Observation on 8/11/10, the sprinkler head located in the washing area of the Kitchen contained drywall mud, which was covering the arms and deflector.

LIFE SAFETY CODE STANDARD

Tag No.: K0104

Based on record review, the facility did not assure that all the smoke dampers located in building were inspected by an outside company. This deficient practice effects all the occupants of nine smoke zones, including staff, visitors and residents, who may need to use these areas as a safe zone in the event of an emergency.
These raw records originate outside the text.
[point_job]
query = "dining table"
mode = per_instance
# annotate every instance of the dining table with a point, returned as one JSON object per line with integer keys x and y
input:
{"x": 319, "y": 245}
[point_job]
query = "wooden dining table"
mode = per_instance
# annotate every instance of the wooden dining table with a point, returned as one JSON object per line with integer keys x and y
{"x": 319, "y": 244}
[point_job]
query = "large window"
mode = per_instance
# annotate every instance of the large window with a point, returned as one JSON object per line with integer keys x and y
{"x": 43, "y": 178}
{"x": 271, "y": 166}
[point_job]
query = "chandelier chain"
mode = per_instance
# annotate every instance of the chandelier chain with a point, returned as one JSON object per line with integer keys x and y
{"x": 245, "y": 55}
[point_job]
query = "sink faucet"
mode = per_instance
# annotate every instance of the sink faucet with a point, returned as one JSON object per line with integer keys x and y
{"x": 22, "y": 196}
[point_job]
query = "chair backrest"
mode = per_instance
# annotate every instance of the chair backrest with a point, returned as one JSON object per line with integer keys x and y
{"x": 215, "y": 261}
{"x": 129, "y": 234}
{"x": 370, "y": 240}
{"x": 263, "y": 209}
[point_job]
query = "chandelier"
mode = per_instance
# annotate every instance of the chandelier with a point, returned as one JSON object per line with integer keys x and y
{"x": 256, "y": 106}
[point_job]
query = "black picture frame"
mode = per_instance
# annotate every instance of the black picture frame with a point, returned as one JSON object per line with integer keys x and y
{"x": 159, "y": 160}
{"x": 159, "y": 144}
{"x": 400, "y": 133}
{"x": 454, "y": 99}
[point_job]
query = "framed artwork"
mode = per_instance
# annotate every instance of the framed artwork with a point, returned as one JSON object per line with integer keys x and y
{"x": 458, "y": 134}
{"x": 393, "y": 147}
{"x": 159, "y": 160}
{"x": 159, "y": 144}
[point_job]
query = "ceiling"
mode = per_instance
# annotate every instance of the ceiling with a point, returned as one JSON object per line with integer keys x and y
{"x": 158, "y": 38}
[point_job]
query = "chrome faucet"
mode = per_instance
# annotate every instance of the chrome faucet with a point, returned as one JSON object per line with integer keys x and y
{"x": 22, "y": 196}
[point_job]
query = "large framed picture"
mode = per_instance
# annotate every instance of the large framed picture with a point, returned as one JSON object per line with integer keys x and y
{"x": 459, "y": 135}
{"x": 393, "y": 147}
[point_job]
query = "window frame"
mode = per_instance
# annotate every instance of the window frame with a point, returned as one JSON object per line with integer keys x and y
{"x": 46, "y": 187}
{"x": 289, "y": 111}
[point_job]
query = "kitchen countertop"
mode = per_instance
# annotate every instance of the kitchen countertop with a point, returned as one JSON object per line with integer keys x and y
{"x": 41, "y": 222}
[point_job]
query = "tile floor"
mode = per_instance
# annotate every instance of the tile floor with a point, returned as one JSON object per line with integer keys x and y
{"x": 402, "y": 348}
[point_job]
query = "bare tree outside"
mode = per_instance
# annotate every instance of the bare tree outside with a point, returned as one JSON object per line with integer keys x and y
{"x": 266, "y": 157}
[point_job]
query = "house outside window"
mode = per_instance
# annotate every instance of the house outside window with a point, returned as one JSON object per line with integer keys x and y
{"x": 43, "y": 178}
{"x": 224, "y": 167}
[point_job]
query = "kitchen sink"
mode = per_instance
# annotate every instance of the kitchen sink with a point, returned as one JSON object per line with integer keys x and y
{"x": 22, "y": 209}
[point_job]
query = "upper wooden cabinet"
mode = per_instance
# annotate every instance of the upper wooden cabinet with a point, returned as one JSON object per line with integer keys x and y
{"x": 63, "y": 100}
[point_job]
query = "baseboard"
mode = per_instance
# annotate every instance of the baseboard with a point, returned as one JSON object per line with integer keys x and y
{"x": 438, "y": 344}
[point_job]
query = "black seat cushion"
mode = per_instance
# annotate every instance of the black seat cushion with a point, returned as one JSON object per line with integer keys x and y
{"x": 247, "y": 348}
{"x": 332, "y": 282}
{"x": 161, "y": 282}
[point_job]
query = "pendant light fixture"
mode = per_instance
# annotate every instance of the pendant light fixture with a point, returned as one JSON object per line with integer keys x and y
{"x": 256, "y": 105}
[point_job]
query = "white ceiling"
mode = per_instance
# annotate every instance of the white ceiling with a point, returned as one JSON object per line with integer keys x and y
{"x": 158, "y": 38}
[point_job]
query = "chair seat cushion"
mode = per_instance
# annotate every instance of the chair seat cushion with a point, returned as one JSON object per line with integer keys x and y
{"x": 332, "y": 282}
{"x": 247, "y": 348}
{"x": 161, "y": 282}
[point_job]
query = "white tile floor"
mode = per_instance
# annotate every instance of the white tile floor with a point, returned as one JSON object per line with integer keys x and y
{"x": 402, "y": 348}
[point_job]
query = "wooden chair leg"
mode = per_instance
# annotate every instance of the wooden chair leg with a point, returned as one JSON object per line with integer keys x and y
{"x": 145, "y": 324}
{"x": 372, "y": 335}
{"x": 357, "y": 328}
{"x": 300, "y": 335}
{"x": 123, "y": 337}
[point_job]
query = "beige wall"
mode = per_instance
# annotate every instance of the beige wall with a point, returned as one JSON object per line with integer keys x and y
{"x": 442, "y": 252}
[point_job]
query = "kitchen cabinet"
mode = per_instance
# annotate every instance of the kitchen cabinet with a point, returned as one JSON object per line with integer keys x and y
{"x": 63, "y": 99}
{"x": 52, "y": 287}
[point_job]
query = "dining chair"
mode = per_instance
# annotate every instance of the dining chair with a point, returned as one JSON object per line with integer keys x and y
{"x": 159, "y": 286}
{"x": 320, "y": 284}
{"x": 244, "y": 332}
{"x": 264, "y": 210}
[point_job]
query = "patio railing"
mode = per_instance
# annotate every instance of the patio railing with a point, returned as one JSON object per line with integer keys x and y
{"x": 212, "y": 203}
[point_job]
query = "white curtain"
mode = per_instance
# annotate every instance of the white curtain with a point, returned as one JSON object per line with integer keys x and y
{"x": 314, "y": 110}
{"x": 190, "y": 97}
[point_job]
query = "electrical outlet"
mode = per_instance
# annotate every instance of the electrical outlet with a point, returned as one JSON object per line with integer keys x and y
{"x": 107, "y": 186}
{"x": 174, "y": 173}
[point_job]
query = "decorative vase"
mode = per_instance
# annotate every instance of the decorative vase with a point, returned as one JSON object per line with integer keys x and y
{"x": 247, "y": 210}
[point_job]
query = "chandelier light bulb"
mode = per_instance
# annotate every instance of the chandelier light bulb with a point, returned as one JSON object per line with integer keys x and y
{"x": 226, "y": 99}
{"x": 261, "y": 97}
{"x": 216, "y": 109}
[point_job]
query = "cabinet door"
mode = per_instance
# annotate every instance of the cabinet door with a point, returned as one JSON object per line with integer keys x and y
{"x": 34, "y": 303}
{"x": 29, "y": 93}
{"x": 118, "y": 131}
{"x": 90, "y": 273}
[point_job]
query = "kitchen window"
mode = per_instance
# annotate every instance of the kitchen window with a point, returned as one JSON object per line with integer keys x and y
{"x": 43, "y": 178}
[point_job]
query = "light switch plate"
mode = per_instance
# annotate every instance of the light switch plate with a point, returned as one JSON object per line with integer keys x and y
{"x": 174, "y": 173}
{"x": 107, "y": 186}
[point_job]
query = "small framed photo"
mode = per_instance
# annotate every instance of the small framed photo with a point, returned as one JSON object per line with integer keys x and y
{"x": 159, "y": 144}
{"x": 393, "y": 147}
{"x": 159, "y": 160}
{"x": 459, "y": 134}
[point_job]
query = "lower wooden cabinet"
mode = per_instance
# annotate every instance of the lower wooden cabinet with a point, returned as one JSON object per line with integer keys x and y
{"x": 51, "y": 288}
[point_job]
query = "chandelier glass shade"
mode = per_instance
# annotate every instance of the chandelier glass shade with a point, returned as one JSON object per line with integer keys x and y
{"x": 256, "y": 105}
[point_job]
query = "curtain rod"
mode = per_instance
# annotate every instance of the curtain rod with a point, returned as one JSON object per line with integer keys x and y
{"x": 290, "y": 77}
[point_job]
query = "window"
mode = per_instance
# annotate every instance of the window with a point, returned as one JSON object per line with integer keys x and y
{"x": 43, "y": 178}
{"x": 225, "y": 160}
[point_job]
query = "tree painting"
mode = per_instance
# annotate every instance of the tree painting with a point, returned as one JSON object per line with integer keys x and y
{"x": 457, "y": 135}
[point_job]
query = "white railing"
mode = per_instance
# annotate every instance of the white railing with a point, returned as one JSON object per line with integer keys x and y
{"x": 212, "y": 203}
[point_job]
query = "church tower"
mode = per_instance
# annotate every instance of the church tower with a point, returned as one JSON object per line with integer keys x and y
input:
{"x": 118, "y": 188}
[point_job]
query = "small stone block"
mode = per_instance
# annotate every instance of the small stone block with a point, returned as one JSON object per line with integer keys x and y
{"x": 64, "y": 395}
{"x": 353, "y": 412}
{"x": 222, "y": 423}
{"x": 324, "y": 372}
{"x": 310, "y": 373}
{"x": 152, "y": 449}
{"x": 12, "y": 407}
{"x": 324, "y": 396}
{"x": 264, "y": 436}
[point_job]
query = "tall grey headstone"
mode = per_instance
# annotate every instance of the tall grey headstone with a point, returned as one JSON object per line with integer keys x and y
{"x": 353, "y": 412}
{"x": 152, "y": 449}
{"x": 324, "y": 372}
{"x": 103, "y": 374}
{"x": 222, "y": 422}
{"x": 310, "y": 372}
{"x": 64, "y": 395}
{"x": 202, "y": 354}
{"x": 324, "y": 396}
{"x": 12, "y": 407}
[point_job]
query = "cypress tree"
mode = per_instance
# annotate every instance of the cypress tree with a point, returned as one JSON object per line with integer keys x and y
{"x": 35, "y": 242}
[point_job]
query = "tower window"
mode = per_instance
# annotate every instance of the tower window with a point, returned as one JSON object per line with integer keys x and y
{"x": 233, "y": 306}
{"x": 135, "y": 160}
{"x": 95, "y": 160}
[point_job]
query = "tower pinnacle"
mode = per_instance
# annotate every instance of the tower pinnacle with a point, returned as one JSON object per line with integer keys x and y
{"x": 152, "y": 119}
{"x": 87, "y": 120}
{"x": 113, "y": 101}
This facility has 25 certified beds.

Finding include:

Record review on 8/11/10 of the documentation shows no testing of the smoke dampers located in the building by an outside company.

LIFE SAFETY CODE STANDARD

Tag No.: K0144

Based on observation and staff interview, the facility failed to provide a remote annunciator panel for the emergency generator in accordance with National Fire Protection Association (NFPA) Standards 99, 1999 edition. The absence of a remote annunciator for the emergency generator would affect all smoke compartments and all of the facility residents and staff. The facility has 25 certified beds.

Findings include:

Observation on 8/11/10, revealed the absence of a remote annunciator panel (storage battery powered) for the emergency generator.